Time-sensitive networks are used for safety-critical systems in planes, satellites or even power plants. Their significance has been increasing over the years and they are now used in many more applications, ranging from autonomous cars, automated manufacture (industry 4.0) to 5G backbone networks. While traditional public networks aim at improving the mean service performances (mean ping, mean throughput), time-sensitive networks provide guarantees for the worst case (e.g. guarantee of a maximal latency, guarantee of a minimal throughput, guarantee of no loss, …).

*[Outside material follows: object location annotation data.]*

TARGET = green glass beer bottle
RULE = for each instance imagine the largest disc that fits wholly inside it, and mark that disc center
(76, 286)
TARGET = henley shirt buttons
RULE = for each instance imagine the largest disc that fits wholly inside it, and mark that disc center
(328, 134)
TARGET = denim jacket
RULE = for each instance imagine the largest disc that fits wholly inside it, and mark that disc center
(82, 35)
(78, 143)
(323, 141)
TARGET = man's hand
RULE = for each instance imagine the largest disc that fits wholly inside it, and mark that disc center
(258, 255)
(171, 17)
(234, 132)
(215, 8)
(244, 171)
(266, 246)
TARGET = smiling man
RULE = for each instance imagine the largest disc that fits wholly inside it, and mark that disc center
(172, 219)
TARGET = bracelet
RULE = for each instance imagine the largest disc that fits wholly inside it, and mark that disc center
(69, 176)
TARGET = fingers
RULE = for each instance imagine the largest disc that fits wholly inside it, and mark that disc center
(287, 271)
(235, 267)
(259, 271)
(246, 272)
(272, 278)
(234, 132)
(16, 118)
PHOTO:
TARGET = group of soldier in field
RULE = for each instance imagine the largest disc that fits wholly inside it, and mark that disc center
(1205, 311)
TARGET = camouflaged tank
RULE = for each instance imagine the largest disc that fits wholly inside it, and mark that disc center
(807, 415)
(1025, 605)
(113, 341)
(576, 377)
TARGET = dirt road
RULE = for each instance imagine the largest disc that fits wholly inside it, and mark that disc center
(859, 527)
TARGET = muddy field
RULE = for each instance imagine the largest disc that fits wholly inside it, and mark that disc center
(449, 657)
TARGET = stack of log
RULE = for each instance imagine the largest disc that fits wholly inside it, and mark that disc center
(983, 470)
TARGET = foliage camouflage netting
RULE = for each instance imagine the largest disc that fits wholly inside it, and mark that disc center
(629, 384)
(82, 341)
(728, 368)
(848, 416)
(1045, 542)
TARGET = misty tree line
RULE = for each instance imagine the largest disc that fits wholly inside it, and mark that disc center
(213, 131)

To validate this guarantees and obtain the certification of the system from the certification authorities, performance bounds such as end-to-end latency and buffer occupation are obtained with deterministic analysis tools, based on Network Calculus [1]. The LCA2 laboratory of EPFL has developed several tools based on Network Calculus for computing performance bounds of time-sensitive networks.
Time sensitive networks are made of transmission links and switches. If several packets are waiting to be transmitted by a switch on the same transmission link, the output port of the switch often selects the next packet to be served based on a first-come, first-served principle. This FIFO scheduling (First-In, First-Out) is the most prominent technology today in time-sensitive networks because it is easy to implement.
But the FIFO scheduling policy has one serious drawback: it does not always guarantee the stability of the network. When a network becomes unstable, the latency of the network diverges, congestion occur and packets are lost. This can have catastrophic consequences for the people in the plane, in the car, etc. One might think that the instability can be prevented as long as the load (defined as the ratio between the input traffic and the throughput capacity) is below 100%. This is unfortunately not the case with the FIFO policy. Two papers from Andrews [2,3] show that for any load (even as close to 0 as desired), there exists at least one network that is unstable at this load. This seminal result has serious consequences for the design of time-sensitive networks.
The goal of the project is to validate that the networks proposed by Andrews are indeed unstable. A first goal will be to use the LCA2 analysis tools on the Andrews’ networks and to check that they all conclude to the absence of latency bounds. Depending on the evolution of the project, a second goal could be to use a Discrete Event Simulator (DES) such as ns-3 or INET on the Andrew’s networks and to validate that the simulations diverge.
Profile: Good knowledge of computer networks, programming skills using e.g. Python. Other Languages (C++, Java) are a plus.